NATO has called on Russia to stop its attacks on the Syrian opposition and civilians - and says the country should focus its efforts on fighting Islamic State.
The military organisation has also told Moscow to "cease and desist" carrying out what it called violations of Turkish-NATO airspace which it said was "irresponsible" and "dangerous".
It comes after a Russian warplane flew into Turkey's airspace on Saturday, prompting Ankara to scramble two F-16 fighter jets to intercept it.
The Turkish foreign ministry said the Russian plane entered its airspace south of the Hatay region, near its border with Syria, while Russian's defence ministry was quoted as saying a Sukhoi Su-30 fighter jet was in Turkish territory "for a few seconds".
Turkey later claimed a Russian warplane violated its airspace for a second time on Sunday.
The US said Saturday's incursion was "reckless" and provocative. It also drew a public rebuke from Turkey as well as Britain's ambassador Richard Moore, who described Russia's move as "worrying".
The Turkish foreign ministry summoned Moscow's ambassador to lodge an official protest, and to warn Russia that it would be held responsible for "any undesired incident" if it happened again.
Turkey's Prime Minister Ahmet Davutoglu said his country's rules of engagement were clear - regardless of which country enters its airspace - adding that Russia has since described the incursion as a "mistake".
Russia has faced strong international criticism over its role in Syria and its decision to launch airstrikes against rebel forces within the country.
Turkey joined other countries, including the United States, Britain, Germany, France and Saudi Arabia, in issuing a joint statement on Friday, castigating Russia's actions.
"[Russia's] attacks ... led to civilian casualties and did not target Da'esh [Islamic State]," the statement said.
"These military actions constitute a further escalation and will only fuel more extremism and radicalisation."

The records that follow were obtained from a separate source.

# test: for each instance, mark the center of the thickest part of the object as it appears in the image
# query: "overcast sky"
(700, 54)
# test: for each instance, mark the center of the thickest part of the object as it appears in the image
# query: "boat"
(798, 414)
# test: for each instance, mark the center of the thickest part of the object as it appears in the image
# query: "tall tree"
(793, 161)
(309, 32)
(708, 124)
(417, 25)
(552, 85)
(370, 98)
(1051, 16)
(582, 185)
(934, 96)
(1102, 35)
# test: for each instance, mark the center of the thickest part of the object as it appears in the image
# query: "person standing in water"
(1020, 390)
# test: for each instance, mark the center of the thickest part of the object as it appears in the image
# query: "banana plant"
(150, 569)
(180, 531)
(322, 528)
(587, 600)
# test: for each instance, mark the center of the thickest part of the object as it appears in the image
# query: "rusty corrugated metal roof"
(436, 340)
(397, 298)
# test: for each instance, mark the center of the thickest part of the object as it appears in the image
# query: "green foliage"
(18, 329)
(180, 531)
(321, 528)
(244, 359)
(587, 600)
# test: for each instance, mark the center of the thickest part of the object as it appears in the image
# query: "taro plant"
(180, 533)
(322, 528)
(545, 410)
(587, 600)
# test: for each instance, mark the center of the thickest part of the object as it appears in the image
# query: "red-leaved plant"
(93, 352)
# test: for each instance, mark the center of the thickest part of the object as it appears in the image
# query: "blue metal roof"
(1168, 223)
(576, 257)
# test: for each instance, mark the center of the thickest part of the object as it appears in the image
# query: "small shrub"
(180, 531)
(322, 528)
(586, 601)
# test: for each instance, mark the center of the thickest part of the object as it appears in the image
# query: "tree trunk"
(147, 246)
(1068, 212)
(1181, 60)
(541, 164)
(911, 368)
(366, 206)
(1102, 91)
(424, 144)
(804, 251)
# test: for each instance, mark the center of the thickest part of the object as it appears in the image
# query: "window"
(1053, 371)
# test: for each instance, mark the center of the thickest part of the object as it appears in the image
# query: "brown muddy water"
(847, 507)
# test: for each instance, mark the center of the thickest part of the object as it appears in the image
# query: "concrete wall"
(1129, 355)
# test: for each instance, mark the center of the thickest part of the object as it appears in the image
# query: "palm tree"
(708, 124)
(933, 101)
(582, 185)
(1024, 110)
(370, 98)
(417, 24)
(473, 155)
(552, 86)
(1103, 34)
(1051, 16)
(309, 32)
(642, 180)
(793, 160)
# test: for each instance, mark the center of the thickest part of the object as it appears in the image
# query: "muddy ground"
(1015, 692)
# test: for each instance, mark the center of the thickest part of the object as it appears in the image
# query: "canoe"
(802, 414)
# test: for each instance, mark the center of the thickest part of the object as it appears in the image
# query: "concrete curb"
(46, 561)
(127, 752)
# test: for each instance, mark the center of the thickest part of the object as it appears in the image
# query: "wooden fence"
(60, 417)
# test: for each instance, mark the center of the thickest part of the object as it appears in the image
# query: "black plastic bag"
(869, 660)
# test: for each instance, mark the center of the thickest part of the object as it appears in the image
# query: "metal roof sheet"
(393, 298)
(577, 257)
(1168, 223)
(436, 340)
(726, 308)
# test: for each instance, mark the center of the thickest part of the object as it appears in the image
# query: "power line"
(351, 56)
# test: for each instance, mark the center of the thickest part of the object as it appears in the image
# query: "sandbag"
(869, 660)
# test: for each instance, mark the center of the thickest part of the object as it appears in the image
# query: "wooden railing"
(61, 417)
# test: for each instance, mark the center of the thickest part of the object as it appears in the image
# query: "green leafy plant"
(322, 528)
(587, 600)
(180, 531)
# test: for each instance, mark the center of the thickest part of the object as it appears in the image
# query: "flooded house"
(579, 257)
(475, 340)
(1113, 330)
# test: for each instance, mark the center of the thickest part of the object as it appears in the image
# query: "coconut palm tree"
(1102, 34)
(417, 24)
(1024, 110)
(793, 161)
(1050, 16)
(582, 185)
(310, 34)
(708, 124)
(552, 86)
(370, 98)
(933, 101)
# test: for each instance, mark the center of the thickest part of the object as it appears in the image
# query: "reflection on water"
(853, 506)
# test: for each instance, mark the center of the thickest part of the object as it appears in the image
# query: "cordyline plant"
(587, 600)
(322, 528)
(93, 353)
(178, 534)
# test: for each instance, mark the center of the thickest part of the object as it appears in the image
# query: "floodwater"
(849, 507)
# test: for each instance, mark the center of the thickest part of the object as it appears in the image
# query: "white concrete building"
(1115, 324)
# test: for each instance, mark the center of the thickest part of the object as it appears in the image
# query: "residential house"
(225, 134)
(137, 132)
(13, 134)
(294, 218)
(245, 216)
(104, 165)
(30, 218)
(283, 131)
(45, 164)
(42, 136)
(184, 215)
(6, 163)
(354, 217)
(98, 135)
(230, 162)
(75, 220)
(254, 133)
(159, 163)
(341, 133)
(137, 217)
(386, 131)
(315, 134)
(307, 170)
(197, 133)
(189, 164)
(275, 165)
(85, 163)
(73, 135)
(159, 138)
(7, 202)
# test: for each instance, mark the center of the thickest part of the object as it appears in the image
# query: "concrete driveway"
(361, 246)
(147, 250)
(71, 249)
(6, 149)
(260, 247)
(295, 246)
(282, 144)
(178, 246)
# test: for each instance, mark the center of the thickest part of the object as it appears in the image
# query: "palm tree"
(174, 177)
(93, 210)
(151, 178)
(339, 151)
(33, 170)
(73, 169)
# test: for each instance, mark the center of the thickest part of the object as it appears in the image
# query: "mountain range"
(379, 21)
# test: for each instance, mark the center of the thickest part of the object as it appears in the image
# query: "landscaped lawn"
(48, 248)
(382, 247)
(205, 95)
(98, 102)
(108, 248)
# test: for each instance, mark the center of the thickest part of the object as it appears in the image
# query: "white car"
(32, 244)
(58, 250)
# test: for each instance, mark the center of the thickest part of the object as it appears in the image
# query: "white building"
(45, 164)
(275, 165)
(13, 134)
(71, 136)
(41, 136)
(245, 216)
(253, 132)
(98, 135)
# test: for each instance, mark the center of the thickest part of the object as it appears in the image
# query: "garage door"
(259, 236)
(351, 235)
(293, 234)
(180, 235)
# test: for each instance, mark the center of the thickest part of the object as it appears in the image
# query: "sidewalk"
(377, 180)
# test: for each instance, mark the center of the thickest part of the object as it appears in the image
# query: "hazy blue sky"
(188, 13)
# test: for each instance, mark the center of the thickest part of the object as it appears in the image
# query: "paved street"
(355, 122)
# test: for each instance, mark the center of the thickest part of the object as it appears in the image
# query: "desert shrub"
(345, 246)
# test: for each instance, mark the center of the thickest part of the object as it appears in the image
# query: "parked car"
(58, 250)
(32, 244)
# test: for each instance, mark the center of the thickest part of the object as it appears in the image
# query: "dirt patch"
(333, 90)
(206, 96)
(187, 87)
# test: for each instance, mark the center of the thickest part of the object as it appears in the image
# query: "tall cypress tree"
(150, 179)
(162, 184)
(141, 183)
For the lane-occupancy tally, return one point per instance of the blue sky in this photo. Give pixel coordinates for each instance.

The West views Russia's involvement as trying to bolster support for Syrian President Bashar al Assad, but Moscow insists it is trying to weaken Islamic State.
"The aim of our operations lies in providing support to the Syrian military's offensive in their struggle with terrorist and radical organisations and forces," Kremlin spokesman Dmitry Peskov said.
Russia's Defence Ministry said on Monday it had made 25 flights in Syria in the previous 24 hours, hitting nine Islamic State targets.
Speaking in Madrid on Monday, the US Secretary of Defence Ash Carter said Russia's support for Mr Assad was "doomed to fail".
Turkey's President Tayyip Erdogan has also described Russia's airstrikes as a "grave mistake".